Expand feature dimension of descriptor dataset according to all_elements and pre-process descriptor dataset in a given order and add to its own dataset.
Add property dataset to its own dataset.
Clear up the original data in descriptor and property dataset.
Shuffle the order of the data.

Parameters:

all_elements (list [str], optional) – If specified, it expands feature dimensions of descriptor dataset according to this.
preprocesses (list [PreprocessBase], optional) – If specified, it pre-processes descriptor dataset in a given order.
shuffle (bool, optional) – If specified, it shuffles the order of the data.
verbose (bool, optional) – Print log to stdout.

Raises:

AssertionError – If descriptor and property datasets are incompatible.

scatter(max_buf_len=268435456)[source]¶

Scatter dataset by MPI communication.

Each instance is re-initialized with received dataset.

Parameters:	max_buf_len (int, optional) – Each data is divided into chunks of this size at maximum.

take(index)[source]¶

Return copied object that has sliced dataset.

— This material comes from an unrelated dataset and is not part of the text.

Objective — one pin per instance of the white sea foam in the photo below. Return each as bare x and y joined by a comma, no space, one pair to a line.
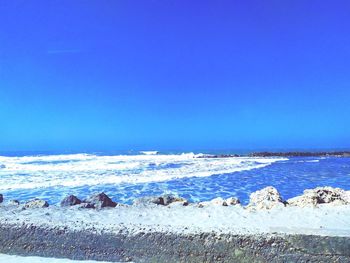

Parameters:	index (int or slice) – Copied object has dataset indexed or sliced by this.

descriptor¶

Descriptor dataset instance.

Type:	DescriptorDatasetBase

elemental_composition¶

Elemental composition of the dataset.

Type:	list [str]

elements¶

Elements of the dataset.

Type:	list [str]

n_input¶

Number of dimensions of input data.

Type:	int

n_label¶

Number of dimensions of label data.

Type:	int

partial_size¶

Number of data after scattered by MPI communication.

Type:	int

property¶

Property dataset instance.

Type:	PropertyDatasetBase

tag¶

Unique tag of the dataset.

Usually, it is a form like <any prefix> <chemical formula>. (ex. CrystalGa2N2)

Type:	str

total_size¶

Number of data before scattered by MPI communication.

Type:	int